Aug 26, 2008, Spanda, Kula, and my Wedding
Spanda is a sanskrit word meaning pulsation. It also refers to the great vibrating consciousness that is the basis for all things.
As I write this page I have just returned from the San Francisco Bay Area. I got married in Fairfax, the town I grew up in, on August 9th. In the days leading up to the wedding, Chris and I, and some friends from New York, stayed at the neighbor's house across the road from my parents. The neighbor, coincidentally, was on her honeymoon. It was convenient, but also beautiful - my parents live in a small village north of San Francisco, right on the coast of the San Francisco Bay. I tried to get to the beach to meditate every day before the gang woke up. Sitting by the water, the sounds of the waves had a special message for me on those mornings. I was hearing the pulsation of the mighty ocean as if from the center, as if I were the focal point. As I sat, and perceived the waves drawing in around me and moving out again, I understood Kula, or community, in a new way.
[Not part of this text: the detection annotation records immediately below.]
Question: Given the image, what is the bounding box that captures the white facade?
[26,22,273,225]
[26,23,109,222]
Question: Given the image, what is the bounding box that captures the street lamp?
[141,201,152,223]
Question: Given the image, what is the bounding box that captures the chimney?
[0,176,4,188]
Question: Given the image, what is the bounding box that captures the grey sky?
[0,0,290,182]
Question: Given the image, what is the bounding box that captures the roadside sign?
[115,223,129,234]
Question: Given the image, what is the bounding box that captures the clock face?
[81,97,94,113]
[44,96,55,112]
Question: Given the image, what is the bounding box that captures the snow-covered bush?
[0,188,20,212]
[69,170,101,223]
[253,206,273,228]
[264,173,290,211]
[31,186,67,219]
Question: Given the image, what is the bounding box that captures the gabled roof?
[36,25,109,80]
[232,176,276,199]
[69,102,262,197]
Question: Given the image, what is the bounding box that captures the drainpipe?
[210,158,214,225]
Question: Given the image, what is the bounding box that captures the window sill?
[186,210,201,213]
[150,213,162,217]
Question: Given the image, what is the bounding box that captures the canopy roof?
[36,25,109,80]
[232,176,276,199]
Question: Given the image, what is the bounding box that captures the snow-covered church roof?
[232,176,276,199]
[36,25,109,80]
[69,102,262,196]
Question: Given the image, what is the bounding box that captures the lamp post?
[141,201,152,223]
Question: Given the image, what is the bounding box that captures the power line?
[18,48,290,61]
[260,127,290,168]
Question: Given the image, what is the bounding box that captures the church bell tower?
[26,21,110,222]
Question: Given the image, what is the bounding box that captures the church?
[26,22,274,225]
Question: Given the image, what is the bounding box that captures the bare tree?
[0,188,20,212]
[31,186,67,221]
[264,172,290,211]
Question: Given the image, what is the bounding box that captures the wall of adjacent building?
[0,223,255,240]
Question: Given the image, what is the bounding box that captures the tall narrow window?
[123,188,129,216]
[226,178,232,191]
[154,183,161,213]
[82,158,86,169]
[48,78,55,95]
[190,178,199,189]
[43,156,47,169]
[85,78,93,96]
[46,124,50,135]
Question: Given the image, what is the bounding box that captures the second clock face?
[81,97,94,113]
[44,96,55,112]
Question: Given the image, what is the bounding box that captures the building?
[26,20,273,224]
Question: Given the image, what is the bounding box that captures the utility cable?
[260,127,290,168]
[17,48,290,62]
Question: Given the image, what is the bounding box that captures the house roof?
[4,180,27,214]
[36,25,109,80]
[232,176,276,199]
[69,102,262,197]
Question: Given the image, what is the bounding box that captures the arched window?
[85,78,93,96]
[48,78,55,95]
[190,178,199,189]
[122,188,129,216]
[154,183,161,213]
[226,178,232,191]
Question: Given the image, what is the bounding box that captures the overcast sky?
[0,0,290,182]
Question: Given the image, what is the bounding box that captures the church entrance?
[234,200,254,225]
What brought me to this deeper understanding of community was acting the role of the bride. As the married-couple-to-be, Chris and I were partners in the adventure of marriage. But as non traditional as I try to be, the wedding planning somehow became my jurisdiction. Coordinating (sort of) this massive event from afar, I found myself in the last few months at the crux of a great outpouring of effort, creativity, and pure life force. Four of my closest, dearest friends joined together to do the food, the cake, and the flowers. Three of them had scarcely met any of the others. For weeks they emailed each other and talked on the phone. Sometimes they cc'd me, sometimes they didn't. My mother was also involved in this loop, as the senior executive, and my sister, as maid of honor. It is a wonderful feeling to be held in this way. It was also a new and unfamiliar experience for me. I tend to be a worker bee, taking the role of serving, or supporting, rather than that of Diva. But here I was. In the universe that was my wedding, I was the sun. My nearest and dearest from the many aspects of my life drew in closely around me, but also became connected to each other though me, through their relationship with me and mine with them. As the day grew nearer and the universe expanded, more and more of my friends and relatives were drawn in to help cook and set up, and there was help needed in other areas, too, someone to help me find shoes, to take me to get my hair cut (I attempted to cut it myself first). Someone to remind me to step away from the cutting board myself and write my vows. The word tantra means weaving, or web. The tantrikas see the universe as a great mesh of interconnectedness, with every being and form related, somehow, to every other. It is easy to get attached to the feeling of group embrace that comes from all forms and beings in your scope drawing in lovingly around you. And when it loosens, even for a moment, pulsing in the manner of all things, we feel the dark side of the human experience - separate, cold. Un-hugged. It took me a few cycles of this rhythm to get into the groove and remember that emptiness is nothing but the way back to fullness. I was the center of this particular universe, but as we pulsed, and expanded, new relationships were formed. New focal points emerged, and entire new universes grew up around them, independent of my individual being. The waves came in. The waves went out. Spanda.